Mereka menggunakan hadis seruan jihad (perlawanan) untuk
mendukung keputusannya, sedangkan tugas utama manusia di muka bumi adalah
sebagai khalifah fil ardh, atau penjaga yang baik bagi bumi seisinya.
Gelombang pendakwah kalah yang tidak siap pada berbagai kondisi iman dan
ragam manusia tidak akan mencipta harmoni, melainkan chaos satu ke chaos
lainnya.
Gus Mus, seperti pula Almarhum Gus Dur, memang sosok guru yang
cenderung unik. Keunikan itu dapat kita saksikan lewat hal-hal yang paling
dekat dengan beliau sendiri. Sebagai pribadi yang "nyeni" dan
pandai bergaul dengan semua golongan, mereka justru kerap dianggap aneh dan
diragukan keulamaannya. Gus Mus bertopi ala penyair Pablo Neruda, membuat
sajak dan melukis.
Anak serta menantu beliau pun merdeka untuk berpenampilan
modern, tidak seperti anak-anak kiai pada umumnya, dengan profesi yang
bermacam-macam pula. Plis, nggak perlu debat soal anak-menantu Gus Mus, wong
Gus Mus aja nyantai. Bahkan, di dalam keluarga beliau, ada tradisi memanggil
anak dan menantu untuk berdiskusi secara terhormat perihal sebuah kasus
dengan menyajikan keilmuan dan kitab andalan masing-masing.
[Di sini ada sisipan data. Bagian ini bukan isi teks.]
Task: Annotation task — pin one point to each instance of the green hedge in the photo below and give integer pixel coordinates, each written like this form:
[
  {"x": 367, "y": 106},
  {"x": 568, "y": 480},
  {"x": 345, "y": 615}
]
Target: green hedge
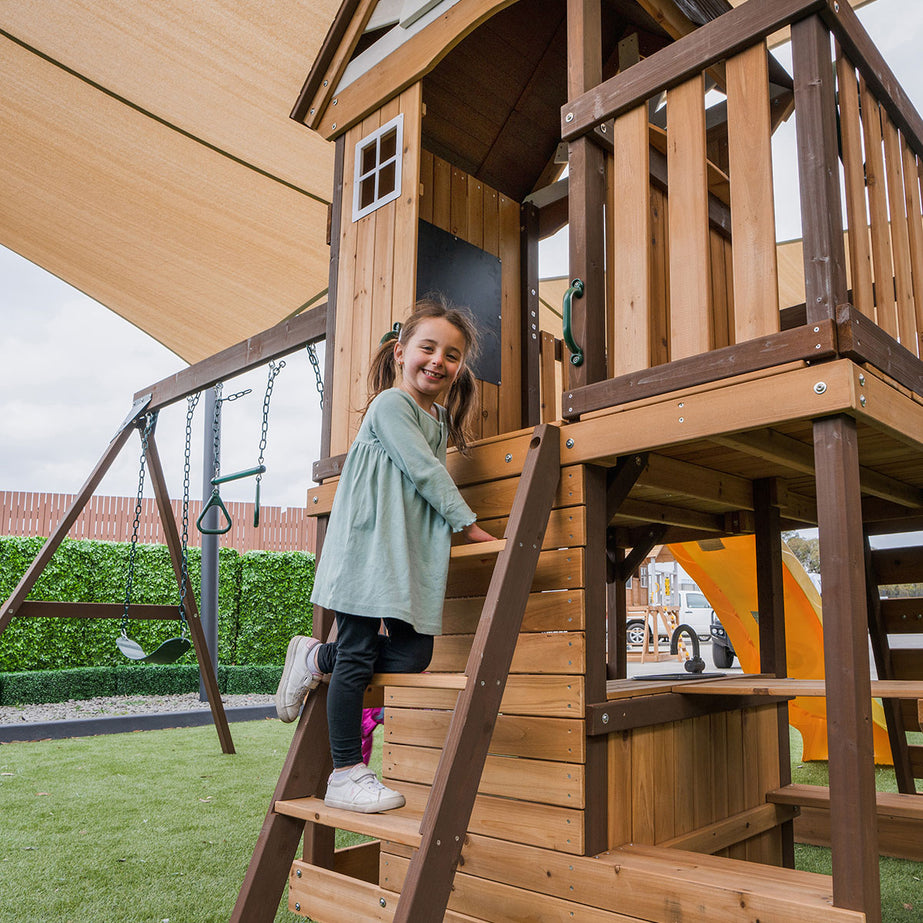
[
  {"x": 25, "y": 688},
  {"x": 263, "y": 599}
]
Gus Mus mempersonakan sisi manusiawi. Ia sedang meneladankan
sesuatu tanpa mesti berteori. Lagipula, ketika orang-orang kerap
menyalahpahami beliau, beliau tetap mengajar kitab setiap hari di pesantren
sejak subuh hingga sore hari, juga menjadi pemimpin dan pendengar keluh dan
peluh masyarakat yang datang tiap hari. Hampir tak ada waktu untuk dirinya
sendiri.
Kuntowijoyo memang pernah bertanya,"Jika agama tidak boleh
kubawa berpolitik, apa ia mesti disimpan dalam lemari?" Kita tentu boleh
bersepakat dengan Kuntowijoyo, tetapi yang ia maksud dengan kata
"berpolitik" tentu saja bukan sekadar sotoy di sosial media.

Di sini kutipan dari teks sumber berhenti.